Six patients were treated at dose level 1 (irinotecan 150 mg/m² and ramucirumab 8 mg/kg). If ≥ 50% of the patients experienced a dose-limiting toxicity (DLT), six additional patients would be accrued at the next lower dose level (level 0; irinotecan 120 mg/m²) (Table 1). The MTD was defined as the dose at which ≥ 50% of the six patients experienced DLT. Treatment was repeated until disease progression, unacceptable toxicity, or withdrawal of consent. Irinotecan was delayed if, on the planned day of treatment, lab results included any of the following: ANC < 1200/mm³, platelets < 75,000/mm³, Hb < 8 g/dL, serum transaminase > 150 U/L, total bilirubin > 1.5 mg/dL, or if symptomatic toxicity occurred. Ramucirumab was delayed if, on the planned day of treatment, lab results included any of the following: ANC < 1,000/mm³, platelets < 75,000/mm³, or CTCAE grade > 3 proteinuria. The RD was defined as one dose level below the MTD. If the MTD was not achieved, even at level 1, it was regarded as the RD. DLT was defined by any of the following adverse events occurring in the first cycle: (1) Grade 4 neutropenia lasting > 7 days; (2) Grade 4 thrombocytopenia (< 25,000/mm³); (3) febrile neutropenia; (4) Grade 4 hypertension; (5) Grade 3 or 4 non-hematological adverse effects; (6) treatment discontinuation due to adverse events; (7) delay in starting the second cycle for > 14 days; or (8) treatment-related death. In the event of Grade 4 non-hematologic toxicities, treatment was interrupted. Prophylactic use of granulocyte colony-stimulating factor (G-CSF) was not allowed.
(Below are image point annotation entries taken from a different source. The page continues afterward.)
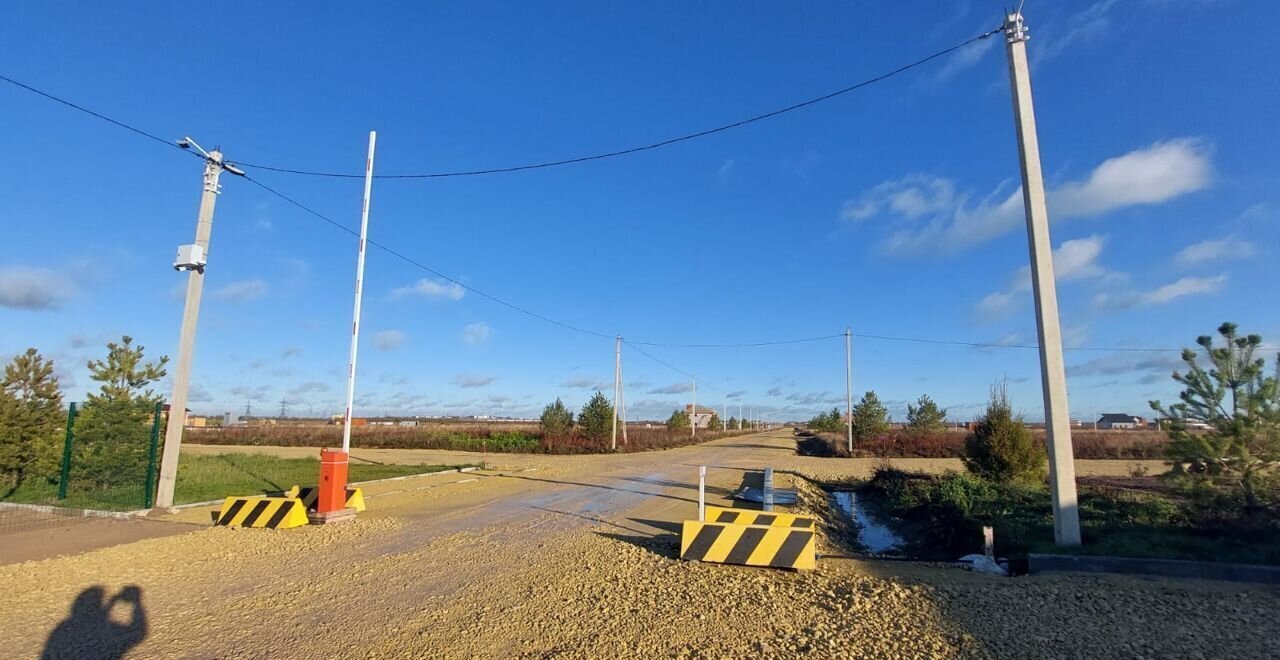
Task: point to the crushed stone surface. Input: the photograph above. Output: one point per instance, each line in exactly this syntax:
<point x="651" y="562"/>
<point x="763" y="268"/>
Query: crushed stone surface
<point x="577" y="559"/>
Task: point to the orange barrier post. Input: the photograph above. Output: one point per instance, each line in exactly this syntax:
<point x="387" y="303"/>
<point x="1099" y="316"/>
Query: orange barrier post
<point x="332" y="490"/>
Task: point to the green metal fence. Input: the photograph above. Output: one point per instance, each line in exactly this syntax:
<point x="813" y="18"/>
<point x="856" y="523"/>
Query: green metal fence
<point x="109" y="457"/>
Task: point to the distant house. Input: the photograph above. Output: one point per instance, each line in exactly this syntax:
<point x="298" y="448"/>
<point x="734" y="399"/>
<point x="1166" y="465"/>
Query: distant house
<point x="1120" y="421"/>
<point x="702" y="418"/>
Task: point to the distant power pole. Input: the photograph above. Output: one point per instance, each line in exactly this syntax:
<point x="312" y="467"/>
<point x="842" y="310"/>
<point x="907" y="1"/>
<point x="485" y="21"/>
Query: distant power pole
<point x="849" y="385"/>
<point x="693" y="418"/>
<point x="192" y="259"/>
<point x="1057" y="424"/>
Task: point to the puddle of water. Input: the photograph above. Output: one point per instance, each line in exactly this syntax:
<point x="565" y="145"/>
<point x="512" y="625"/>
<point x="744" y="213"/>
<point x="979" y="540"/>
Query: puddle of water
<point x="874" y="536"/>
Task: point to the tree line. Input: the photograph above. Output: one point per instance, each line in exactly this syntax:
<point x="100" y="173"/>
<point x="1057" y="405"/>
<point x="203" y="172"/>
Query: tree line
<point x="110" y="432"/>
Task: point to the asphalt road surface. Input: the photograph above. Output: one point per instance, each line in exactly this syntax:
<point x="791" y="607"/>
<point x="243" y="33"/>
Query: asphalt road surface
<point x="575" y="557"/>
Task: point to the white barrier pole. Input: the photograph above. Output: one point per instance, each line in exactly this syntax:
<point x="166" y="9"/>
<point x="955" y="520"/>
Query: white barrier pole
<point x="702" y="493"/>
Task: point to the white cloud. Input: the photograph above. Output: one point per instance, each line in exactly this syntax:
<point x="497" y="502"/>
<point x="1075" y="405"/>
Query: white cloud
<point x="1148" y="175"/>
<point x="1164" y="294"/>
<point x="909" y="197"/>
<point x="472" y="380"/>
<point x="997" y="305"/>
<point x="432" y="290"/>
<point x="1078" y="28"/>
<point x="28" y="288"/>
<point x="965" y="58"/>
<point x="243" y="290"/>
<point x="588" y="384"/>
<point x="199" y="394"/>
<point x="1075" y="335"/>
<point x="1073" y="260"/>
<point x="1215" y="250"/>
<point x="928" y="215"/>
<point x="1184" y="287"/>
<point x="388" y="339"/>
<point x="476" y="334"/>
<point x="1150" y="369"/>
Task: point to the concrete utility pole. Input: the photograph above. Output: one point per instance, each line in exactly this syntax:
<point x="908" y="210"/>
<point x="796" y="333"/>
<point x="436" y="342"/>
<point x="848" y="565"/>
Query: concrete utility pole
<point x="622" y="402"/>
<point x="1057" y="425"/>
<point x="192" y="259"/>
<point x="849" y="385"/>
<point x="693" y="418"/>
<point x="617" y="388"/>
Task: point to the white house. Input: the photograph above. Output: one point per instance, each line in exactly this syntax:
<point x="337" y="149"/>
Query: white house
<point x="1120" y="421"/>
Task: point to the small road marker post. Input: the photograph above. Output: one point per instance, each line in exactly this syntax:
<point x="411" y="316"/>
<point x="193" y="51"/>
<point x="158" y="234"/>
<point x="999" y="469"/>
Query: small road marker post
<point x="702" y="493"/>
<point x="768" y="489"/>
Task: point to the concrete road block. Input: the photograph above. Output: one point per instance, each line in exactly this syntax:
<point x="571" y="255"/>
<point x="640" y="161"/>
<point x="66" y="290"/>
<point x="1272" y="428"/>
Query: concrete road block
<point x="753" y="517"/>
<point x="749" y="545"/>
<point x="273" y="513"/>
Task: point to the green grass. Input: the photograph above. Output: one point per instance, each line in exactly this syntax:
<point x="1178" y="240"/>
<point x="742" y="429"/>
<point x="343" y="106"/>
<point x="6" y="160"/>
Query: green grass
<point x="941" y="517"/>
<point x="210" y="477"/>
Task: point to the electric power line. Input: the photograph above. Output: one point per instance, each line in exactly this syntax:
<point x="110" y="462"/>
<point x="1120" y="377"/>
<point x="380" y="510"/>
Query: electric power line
<point x="746" y="344"/>
<point x="425" y="267"/>
<point x="650" y="356"/>
<point x="671" y="141"/>
<point x="643" y="147"/>
<point x="86" y="110"/>
<point x="982" y="344"/>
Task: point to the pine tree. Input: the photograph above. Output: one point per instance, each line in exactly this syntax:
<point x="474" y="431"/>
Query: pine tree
<point x="595" y="421"/>
<point x="31" y="420"/>
<point x="124" y="376"/>
<point x="926" y="417"/>
<point x="557" y="420"/>
<point x="871" y="417"/>
<point x="114" y="431"/>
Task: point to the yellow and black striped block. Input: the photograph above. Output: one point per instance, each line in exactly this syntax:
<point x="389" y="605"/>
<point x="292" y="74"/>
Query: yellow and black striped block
<point x="749" y="545"/>
<point x="753" y="517"/>
<point x="275" y="513"/>
<point x="309" y="495"/>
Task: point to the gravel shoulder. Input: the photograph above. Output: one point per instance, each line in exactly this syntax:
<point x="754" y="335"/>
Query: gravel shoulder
<point x="574" y="557"/>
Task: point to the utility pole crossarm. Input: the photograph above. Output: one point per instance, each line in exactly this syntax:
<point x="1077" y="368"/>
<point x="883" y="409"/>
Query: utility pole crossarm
<point x="195" y="266"/>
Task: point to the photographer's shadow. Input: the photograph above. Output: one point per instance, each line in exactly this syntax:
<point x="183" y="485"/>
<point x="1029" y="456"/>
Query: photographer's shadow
<point x="88" y="631"/>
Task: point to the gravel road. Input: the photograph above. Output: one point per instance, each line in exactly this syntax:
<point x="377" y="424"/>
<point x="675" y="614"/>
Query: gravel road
<point x="574" y="557"/>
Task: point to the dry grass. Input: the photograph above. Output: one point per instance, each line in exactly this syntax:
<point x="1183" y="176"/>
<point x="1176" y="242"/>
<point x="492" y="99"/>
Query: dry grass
<point x="1087" y="444"/>
<point x="498" y="438"/>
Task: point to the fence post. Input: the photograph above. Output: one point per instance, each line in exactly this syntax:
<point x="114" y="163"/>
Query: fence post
<point x="67" y="453"/>
<point x="149" y="498"/>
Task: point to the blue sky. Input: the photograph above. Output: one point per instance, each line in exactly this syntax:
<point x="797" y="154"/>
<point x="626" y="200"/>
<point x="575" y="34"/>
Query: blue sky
<point x="894" y="210"/>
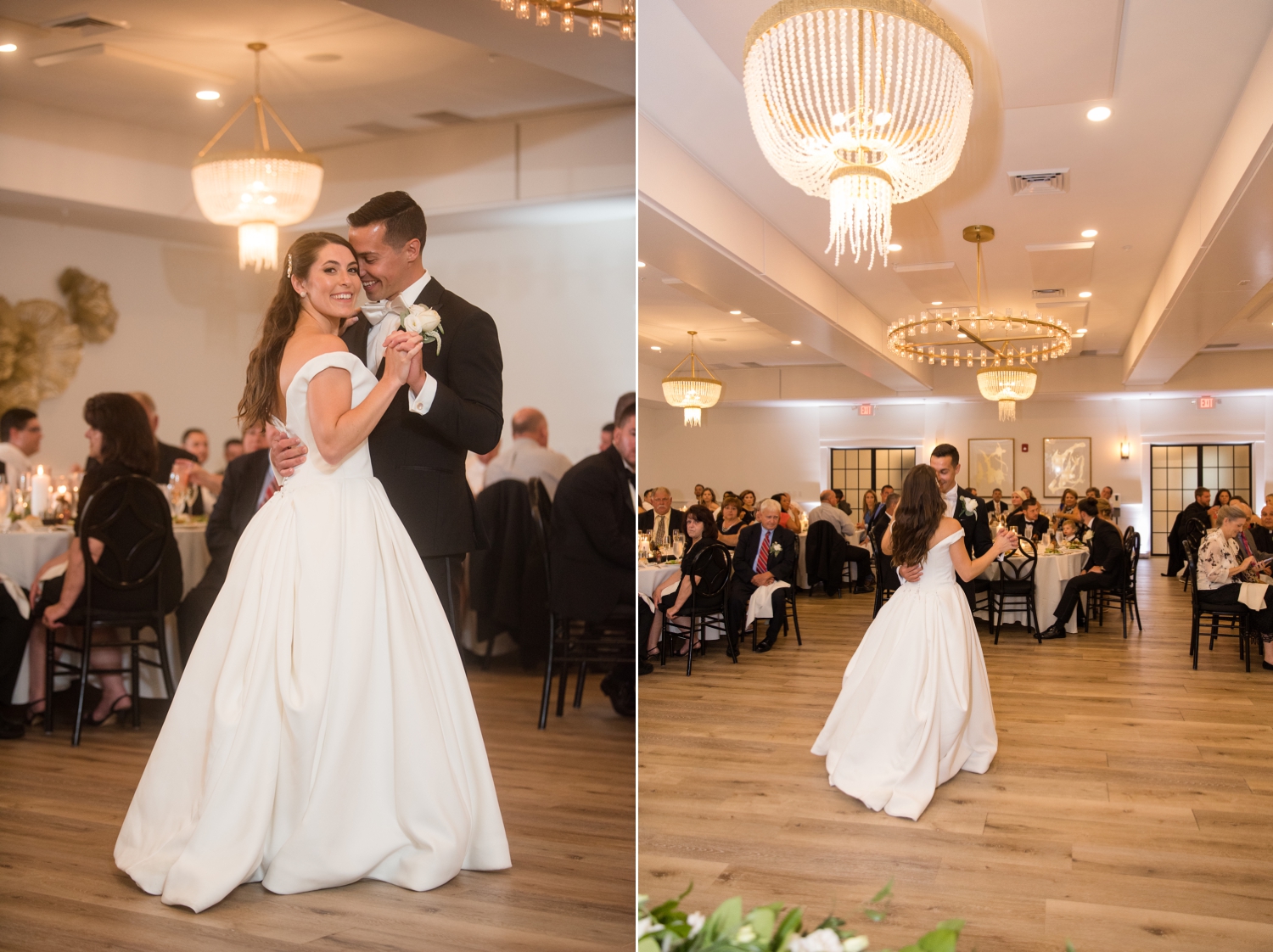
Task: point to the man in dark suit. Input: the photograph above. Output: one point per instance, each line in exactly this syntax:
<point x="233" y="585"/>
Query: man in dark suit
<point x="1104" y="568"/>
<point x="451" y="404"/>
<point x="249" y="483"/>
<point x="1031" y="517"/>
<point x="664" y="519"/>
<point x="1198" y="509"/>
<point x="765" y="552"/>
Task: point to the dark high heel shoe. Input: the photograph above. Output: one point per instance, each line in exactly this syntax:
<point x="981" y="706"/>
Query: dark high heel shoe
<point x="115" y="709"/>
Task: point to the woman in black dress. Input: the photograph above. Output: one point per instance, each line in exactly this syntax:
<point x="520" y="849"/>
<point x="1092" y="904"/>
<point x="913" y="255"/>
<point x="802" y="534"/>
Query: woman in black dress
<point x="121" y="443"/>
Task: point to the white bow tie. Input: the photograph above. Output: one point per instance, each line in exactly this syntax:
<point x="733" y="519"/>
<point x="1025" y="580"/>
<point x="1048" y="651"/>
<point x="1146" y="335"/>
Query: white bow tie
<point x="377" y="311"/>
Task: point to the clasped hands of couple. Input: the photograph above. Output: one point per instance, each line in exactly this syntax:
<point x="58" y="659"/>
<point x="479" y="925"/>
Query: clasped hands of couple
<point x="402" y="363"/>
<point x="1005" y="541"/>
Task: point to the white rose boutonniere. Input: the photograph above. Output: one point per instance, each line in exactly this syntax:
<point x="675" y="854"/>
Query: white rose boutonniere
<point x="424" y="321"/>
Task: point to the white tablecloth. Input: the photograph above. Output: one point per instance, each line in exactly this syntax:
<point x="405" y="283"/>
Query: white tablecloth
<point x="1051" y="577"/>
<point x="23" y="552"/>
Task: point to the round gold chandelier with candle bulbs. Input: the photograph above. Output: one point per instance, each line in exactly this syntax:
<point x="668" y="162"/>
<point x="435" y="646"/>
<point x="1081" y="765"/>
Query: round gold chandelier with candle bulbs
<point x="1005" y="349"/>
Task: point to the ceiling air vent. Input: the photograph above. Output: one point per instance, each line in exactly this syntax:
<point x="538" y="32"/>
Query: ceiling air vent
<point x="1048" y="181"/>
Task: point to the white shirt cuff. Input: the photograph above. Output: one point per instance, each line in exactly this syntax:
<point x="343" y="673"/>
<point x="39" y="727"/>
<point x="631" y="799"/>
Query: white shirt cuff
<point x="423" y="402"/>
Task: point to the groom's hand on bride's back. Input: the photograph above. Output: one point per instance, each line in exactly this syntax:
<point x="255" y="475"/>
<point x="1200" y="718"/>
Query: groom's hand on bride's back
<point x="285" y="452"/>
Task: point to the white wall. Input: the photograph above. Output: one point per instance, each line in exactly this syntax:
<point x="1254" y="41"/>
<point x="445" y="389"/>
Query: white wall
<point x="562" y="295"/>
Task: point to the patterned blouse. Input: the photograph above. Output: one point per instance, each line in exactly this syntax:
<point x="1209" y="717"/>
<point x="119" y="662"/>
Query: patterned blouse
<point x="1216" y="557"/>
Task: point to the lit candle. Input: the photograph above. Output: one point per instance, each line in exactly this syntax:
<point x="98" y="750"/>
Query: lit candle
<point x="41" y="485"/>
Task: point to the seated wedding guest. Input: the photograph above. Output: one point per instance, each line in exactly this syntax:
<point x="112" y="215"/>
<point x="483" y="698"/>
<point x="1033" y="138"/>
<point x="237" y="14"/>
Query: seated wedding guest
<point x="1222" y="567"/>
<point x="765" y="554"/>
<point x="1030" y="522"/>
<point x="231" y="451"/>
<point x="121" y="443"/>
<point x="20" y="432"/>
<point x="529" y="455"/>
<point x="167" y="455"/>
<point x="840" y="503"/>
<point x="1198" y="509"/>
<point x="249" y="485"/>
<point x="671" y="596"/>
<point x="730" y="521"/>
<point x="870" y="511"/>
<point x="1104" y="567"/>
<point x="662" y="521"/>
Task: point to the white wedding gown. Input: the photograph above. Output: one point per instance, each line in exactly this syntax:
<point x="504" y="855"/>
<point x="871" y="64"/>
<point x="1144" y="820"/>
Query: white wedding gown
<point x="914" y="708"/>
<point x="323" y="731"/>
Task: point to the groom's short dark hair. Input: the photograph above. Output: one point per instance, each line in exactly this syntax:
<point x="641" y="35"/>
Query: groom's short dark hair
<point x="402" y="218"/>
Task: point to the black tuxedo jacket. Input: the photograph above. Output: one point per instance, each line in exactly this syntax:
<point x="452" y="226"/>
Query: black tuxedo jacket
<point x="420" y="460"/>
<point x="1107" y="550"/>
<point x="592" y="545"/>
<point x="782" y="564"/>
<point x="234" y="508"/>
<point x="675" y="521"/>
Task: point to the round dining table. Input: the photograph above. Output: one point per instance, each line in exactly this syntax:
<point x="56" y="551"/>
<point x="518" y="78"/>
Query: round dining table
<point x="22" y="554"/>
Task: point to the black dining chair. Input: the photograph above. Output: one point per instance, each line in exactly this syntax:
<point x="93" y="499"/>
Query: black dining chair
<point x="130" y="518"/>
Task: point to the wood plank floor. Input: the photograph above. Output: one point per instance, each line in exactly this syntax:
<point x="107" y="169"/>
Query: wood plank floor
<point x="1130" y="807"/>
<point x="567" y="796"/>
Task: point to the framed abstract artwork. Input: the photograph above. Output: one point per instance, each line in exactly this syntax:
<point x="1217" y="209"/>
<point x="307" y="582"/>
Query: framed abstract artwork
<point x="1067" y="463"/>
<point x="990" y="463"/>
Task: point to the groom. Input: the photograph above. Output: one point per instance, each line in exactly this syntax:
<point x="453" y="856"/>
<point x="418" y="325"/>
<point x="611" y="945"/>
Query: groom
<point x="452" y="401"/>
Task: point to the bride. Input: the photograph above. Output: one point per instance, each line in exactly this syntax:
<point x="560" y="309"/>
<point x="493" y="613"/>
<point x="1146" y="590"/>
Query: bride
<point x="323" y="731"/>
<point x="914" y="708"/>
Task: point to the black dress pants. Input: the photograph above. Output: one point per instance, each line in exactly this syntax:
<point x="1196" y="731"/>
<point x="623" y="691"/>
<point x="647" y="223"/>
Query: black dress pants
<point x="1074" y="587"/>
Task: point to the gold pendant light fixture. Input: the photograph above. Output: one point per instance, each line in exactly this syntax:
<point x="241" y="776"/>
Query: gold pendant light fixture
<point x="588" y="10"/>
<point x="689" y="389"/>
<point x="1008" y="346"/>
<point x="257" y="188"/>
<point x="862" y="102"/>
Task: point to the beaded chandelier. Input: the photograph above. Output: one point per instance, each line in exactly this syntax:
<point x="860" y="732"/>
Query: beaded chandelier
<point x="862" y="102"/>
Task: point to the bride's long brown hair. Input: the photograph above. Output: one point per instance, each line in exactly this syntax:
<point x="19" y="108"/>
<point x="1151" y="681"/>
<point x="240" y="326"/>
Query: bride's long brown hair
<point x="918" y="516"/>
<point x="261" y="391"/>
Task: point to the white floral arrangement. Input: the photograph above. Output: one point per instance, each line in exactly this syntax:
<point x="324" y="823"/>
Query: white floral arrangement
<point x="424" y="321"/>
Pretreatment evaluation included a medical history; physical examination; complete blood cell count and serum chemistry tests; and chest, abdominal, and pelvic computed tomography (CT) scans. Clinical examination and biochemical tests were required before and during every cycle. All images for tumor responses were evaluated according to the RECIST version 1.1 [18]. All adverse events during chemotherapy were evaluated using the National Cancer Institute Common Terminology Criteria for Adverse Events (CTCAE version 4.0).

The primary endpoint in this study was the MTD and RD of the ramucirumab plus irinotecan regimen.

Secondary endpoints included toxicities, response rate (RR), progression-free survival (PFS) and overall survival (OS). Safety and efficacy analyses were both conducted in an intention-to-treat (ITT) population, defined as all patients enrolled in the study who received at least one dose of chemotherapy. All statistical analyses were conducted using the SPSS software package (SPSS 22.0 Inc., Chicago, IL).

This trial was registered with the University Hospital Medical Information Network (UMIN no. 000018606).